Ciò che farebbe vincere le elezioni ad un uomo probabilmente le farebbe perdere ad una donna. La forza, la determinazione e la capacità di sostenere conflitti aperti sono qualità che si riconoscono esclusivamente all’uomo. Alla donna si richiedono gentilezza, grazia, dolcezza, non troppa decisione. Anche se, ad onor del vero, la Murgia omette di dire che sono sempre di più le donne che si dedicano agli impegni lavorativi dimostrando il loro grande valore e raggiungendo le vette più ambite. Non va però dimenticato che, ad esempio, le donne hanno potuto entrare in magistratura solo nell’anno 1963 poiché prima tale carriera era loro interdetta.
Nel libro vengono anche ricordati alcuni episodi assai significativi. Il primo riguarda proprio la Murgia che ad una conferenza venne più volte indicata dal presentatore come "importante scrittore italiano". Alla terza volta la scrittrice fu costretta ad invitarlo in modo plateale a chiamarla al femminile. Poi, non si può non rammentare la frase che usò Berlusconi per aggettivare Angela Merkel, espressione (che qui omettiamo) tanto volgare da fare indignare.
Tutte dimostrazioni di giudizi universalmente radicati verso le donne.
Viene anche ricordato che al Teatro La Fenice di Venezia Bruno Vespa, presentando Silvia Avallone, vincitrice del Campiello con il romanzo Acciaio, mentre la scrittrice si accingeva a salire le scale per raggiungere il palco, chiese di inquadrarne lo spettacolare décolleté incentrando così l’attenzione solo sulla scollatura come se il fulcro della serata fosse il seno della scrittrice. Per rispondere alle critiche ricevute, il noto giornalista si giustificò puerilmente dicendo che in fondo erano gli astanti a peccare di umorismo perché erano loro a non avere compreso la battuta spiritosa. Ritorna il vecchio adagio anacronistico e ripudiato dalla società civile che le donne, in fondo, se la sarebbero cercata.

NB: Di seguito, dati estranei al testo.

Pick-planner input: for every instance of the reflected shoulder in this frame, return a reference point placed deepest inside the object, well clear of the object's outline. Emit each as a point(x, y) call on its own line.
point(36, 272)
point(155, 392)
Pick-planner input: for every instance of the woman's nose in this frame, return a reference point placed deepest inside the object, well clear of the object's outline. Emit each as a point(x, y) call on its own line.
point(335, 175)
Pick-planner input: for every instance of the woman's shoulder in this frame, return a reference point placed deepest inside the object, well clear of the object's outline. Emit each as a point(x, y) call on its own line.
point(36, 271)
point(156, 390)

Per fortuna, abbiamo ormai tanti esempi di brillanti carriere ed affermazioni di donne ai massimi livelli. La stessa Murgia ne è la riprova come dimostrano i diversi libri di successo pubblicati e la rubrica, che fu di Eugenio Scalfari e Giorgio Bocca, curata sul settimanale L’Espresso ovvero, per passare dal giornalismo alla politica, la posizione di Marta Cartabia, ministra della Giustizia già presidente della Corte Costituzionale. Esempi dai quali non è più possibile prescindere.